I lost a WHS (confirmed by necropsy) hedgehog in January and currently am caring for two others that are likely also cursed with the disorder - it's a horrible thing to watch, as they lose their freedom, and I know the pain that you've experienced.
I don't know how you feel about it, but I would encourage you to contact Donnasue (her email address is at the WHS site at http://www.wobblyhedgehog.org ) about filling-out a WHS case-history form. She would also know if there's funds available to help with a necropsy, should you be willing to have that done (it'll help the researchers learn more about the disorder and hopefully contribute to it eventually being eradicated).

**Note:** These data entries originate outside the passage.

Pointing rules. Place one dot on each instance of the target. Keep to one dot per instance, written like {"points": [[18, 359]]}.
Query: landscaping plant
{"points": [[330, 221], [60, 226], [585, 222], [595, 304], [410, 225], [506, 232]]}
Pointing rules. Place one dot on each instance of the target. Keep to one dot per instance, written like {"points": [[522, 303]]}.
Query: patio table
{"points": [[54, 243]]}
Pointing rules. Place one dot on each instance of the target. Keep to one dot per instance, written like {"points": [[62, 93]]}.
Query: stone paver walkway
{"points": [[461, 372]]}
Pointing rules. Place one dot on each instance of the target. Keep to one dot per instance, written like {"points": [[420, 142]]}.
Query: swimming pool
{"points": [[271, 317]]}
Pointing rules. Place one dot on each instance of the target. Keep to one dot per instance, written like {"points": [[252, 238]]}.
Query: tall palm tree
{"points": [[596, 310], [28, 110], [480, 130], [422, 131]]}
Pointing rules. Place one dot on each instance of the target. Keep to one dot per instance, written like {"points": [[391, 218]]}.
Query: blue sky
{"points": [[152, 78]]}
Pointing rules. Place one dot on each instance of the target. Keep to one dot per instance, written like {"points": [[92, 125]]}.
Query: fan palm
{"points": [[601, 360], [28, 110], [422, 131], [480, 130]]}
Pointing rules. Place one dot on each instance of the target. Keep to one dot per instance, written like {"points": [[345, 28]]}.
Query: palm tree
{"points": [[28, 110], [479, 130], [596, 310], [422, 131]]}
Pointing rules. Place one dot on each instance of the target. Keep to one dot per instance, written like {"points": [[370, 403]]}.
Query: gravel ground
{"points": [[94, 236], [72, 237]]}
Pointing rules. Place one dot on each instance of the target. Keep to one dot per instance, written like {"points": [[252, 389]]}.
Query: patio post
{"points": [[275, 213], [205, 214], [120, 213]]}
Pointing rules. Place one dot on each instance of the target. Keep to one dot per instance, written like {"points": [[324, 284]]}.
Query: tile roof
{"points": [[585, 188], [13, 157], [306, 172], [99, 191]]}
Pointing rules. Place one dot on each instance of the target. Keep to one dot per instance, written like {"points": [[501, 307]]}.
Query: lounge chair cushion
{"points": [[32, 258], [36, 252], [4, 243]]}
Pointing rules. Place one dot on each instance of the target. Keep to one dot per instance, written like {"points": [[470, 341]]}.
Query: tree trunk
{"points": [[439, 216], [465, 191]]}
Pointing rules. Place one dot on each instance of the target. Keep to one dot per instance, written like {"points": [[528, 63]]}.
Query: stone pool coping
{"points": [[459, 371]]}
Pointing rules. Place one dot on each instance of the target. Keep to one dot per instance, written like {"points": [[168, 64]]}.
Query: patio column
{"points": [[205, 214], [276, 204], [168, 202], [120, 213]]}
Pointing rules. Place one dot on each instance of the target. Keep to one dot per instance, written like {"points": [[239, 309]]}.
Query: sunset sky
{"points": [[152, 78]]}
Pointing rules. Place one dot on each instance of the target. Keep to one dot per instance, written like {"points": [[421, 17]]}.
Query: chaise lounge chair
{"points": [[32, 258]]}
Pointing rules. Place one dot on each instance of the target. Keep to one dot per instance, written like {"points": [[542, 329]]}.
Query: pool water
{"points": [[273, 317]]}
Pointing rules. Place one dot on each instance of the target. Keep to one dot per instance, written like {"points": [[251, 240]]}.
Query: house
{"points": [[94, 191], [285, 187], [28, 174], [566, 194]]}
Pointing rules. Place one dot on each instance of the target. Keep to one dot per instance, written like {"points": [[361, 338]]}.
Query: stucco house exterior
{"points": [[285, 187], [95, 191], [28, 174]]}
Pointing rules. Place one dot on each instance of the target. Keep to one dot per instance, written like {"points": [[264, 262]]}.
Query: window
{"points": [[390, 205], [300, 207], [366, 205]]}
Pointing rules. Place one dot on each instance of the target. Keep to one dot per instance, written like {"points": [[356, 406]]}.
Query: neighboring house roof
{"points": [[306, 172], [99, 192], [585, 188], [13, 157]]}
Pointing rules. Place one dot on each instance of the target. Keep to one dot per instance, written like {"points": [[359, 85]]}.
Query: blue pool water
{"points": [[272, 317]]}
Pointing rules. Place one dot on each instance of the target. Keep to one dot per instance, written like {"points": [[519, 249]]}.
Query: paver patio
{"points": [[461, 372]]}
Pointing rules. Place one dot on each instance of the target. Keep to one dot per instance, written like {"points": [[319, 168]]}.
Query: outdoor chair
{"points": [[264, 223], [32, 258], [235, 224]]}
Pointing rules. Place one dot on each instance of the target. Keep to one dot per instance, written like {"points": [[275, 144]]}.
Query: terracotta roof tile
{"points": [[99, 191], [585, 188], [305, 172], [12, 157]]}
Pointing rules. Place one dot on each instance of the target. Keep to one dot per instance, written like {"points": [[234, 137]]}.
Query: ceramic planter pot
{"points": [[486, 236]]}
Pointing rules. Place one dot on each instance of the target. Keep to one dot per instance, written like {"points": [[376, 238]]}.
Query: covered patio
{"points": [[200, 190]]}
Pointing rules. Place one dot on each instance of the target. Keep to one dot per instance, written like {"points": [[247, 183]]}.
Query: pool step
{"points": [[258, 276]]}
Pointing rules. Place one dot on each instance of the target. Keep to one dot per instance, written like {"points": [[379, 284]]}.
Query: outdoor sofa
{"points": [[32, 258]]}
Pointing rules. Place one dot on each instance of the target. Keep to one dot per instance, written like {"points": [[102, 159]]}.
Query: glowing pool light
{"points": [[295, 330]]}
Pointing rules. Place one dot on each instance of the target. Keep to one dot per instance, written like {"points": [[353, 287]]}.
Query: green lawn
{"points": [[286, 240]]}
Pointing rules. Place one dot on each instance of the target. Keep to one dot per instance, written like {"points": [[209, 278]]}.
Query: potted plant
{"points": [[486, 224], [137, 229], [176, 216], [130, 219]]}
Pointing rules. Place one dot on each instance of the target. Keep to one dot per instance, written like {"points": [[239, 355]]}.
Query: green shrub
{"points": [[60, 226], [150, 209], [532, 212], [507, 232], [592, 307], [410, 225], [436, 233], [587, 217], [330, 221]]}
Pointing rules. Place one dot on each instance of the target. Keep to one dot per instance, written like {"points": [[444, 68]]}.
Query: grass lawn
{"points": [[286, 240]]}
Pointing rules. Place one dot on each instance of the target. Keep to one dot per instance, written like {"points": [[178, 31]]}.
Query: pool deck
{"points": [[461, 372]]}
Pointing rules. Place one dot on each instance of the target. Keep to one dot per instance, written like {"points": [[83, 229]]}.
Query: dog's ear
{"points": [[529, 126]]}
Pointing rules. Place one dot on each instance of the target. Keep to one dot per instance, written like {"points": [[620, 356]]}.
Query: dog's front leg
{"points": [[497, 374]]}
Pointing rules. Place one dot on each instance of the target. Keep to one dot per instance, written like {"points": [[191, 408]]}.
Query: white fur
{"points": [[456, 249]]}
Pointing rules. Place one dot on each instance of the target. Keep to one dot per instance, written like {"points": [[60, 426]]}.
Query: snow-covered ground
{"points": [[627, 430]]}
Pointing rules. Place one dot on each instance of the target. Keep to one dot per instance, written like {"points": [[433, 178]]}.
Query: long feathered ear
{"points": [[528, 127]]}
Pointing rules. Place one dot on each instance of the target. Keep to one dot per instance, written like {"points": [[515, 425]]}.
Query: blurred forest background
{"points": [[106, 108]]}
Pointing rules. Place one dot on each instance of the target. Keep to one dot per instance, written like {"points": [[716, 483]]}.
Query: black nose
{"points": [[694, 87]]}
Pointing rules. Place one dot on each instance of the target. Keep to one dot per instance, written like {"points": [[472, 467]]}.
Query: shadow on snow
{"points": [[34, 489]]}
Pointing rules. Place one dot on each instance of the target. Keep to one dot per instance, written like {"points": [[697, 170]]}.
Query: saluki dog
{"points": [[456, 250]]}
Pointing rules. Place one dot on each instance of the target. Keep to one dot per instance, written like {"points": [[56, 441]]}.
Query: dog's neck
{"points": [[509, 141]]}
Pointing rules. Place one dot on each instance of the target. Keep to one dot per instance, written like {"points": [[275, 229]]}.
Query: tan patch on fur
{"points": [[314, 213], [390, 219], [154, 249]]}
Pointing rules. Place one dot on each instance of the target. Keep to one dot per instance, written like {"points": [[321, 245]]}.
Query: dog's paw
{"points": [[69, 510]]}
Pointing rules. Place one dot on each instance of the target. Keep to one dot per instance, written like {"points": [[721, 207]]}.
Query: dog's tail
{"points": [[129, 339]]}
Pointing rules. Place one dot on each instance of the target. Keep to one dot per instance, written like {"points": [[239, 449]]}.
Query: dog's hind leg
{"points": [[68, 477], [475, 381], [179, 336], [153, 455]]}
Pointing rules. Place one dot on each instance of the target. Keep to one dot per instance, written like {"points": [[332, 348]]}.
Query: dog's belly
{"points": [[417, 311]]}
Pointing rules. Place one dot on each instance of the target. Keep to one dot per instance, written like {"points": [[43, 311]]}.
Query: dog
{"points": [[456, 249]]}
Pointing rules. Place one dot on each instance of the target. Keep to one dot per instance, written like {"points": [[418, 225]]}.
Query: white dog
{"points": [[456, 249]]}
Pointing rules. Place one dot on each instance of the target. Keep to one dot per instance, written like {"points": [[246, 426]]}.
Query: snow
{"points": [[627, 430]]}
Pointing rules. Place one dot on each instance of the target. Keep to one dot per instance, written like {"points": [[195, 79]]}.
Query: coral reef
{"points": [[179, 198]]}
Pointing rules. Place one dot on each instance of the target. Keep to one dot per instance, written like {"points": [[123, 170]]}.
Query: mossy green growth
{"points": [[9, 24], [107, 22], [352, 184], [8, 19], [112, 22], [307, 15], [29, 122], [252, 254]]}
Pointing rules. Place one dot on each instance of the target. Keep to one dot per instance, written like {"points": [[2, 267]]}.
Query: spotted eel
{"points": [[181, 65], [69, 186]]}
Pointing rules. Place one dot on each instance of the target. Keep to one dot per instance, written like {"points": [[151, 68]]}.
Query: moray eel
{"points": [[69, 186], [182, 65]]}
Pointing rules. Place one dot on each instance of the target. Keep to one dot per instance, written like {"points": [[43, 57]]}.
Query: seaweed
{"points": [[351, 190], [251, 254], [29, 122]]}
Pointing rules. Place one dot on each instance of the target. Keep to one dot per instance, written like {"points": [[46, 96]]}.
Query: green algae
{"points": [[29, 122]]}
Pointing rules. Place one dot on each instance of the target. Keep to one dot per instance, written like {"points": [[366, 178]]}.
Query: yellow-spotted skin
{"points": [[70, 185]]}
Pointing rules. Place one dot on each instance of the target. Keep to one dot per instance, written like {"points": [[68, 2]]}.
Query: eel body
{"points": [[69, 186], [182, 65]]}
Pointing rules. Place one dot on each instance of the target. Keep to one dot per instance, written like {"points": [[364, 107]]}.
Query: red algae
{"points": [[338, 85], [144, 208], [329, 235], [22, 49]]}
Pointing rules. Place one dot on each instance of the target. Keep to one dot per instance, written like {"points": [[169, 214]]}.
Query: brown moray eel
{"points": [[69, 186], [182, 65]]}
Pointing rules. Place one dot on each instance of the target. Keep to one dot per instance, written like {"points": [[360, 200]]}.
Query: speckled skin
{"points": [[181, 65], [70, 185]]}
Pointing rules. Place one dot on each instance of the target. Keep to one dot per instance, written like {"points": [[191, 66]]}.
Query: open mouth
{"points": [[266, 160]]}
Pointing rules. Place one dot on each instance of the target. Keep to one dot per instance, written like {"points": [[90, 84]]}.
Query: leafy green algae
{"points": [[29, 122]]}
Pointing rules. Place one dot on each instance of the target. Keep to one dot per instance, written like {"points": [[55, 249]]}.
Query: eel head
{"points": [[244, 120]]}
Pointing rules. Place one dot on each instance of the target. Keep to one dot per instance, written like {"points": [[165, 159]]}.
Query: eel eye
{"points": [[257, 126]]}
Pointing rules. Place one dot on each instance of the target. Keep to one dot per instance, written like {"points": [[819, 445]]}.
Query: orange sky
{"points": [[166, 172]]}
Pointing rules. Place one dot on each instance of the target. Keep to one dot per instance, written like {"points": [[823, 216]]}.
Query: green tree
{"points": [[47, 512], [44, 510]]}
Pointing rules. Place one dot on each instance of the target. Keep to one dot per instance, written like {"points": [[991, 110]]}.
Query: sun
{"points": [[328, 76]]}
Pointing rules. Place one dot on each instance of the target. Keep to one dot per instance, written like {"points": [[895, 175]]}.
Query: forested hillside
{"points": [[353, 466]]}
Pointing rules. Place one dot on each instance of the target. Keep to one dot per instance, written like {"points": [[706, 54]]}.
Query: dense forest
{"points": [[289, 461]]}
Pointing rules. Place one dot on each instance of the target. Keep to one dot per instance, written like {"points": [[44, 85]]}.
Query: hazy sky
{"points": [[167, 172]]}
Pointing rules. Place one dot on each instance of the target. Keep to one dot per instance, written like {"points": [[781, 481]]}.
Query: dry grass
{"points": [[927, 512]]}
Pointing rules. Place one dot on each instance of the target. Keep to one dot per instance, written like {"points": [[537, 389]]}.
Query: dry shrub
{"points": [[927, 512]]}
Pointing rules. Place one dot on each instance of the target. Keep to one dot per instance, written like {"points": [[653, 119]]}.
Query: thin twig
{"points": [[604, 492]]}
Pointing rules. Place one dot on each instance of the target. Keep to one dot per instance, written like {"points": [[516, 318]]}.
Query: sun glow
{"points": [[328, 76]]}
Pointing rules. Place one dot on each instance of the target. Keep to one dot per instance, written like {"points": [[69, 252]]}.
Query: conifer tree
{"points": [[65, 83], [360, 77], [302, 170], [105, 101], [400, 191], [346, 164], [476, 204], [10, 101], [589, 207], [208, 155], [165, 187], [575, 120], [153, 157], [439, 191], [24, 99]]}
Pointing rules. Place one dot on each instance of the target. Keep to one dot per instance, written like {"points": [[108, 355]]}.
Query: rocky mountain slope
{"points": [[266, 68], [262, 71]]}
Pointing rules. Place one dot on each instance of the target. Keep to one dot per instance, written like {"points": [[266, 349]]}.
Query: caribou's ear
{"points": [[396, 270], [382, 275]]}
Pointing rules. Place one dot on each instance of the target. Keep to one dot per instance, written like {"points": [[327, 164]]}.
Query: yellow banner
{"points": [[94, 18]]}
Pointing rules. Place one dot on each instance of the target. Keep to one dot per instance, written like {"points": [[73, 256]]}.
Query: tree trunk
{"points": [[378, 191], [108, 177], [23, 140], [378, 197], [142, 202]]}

Thank you for sharing the beautiful photos of Chloe - may her crossing be peaceful and may you find comfort in knowing that you're only saying farewell for now - Laura
Thank you, I love the quote.
I have already filled out a WHS case report and am interested in doing a necropsy, so I will definately contact her about that.
HedgieSpirit
02-18-2006, 10:02 AM
I write this with tears running down my face. You and I shared many talks about our girls as this horrid disease took its toll on our wonderful little friends. I feel as if I know Chloe and because she and Cinder fought this battle at the same time it's almost as if I'm losing Cin again.
Rest easy Chloe. Your family & friends both at home and over the internet will miss you dearly.
These guys have a way of burrowing into your heart whether you have really met them or not. When I read your post about Cinder, I burst into tears and then went downstairs and cried in my dad's arms for a while. I thank you so much for all of the support you have given me during this time. Thanks to you, I make this decision knowing that I have given Chloe my all and the only thing left to give to her is peace.
kaiteedyd
02-18-2006, 11:55 AM
That very last photo is just precious!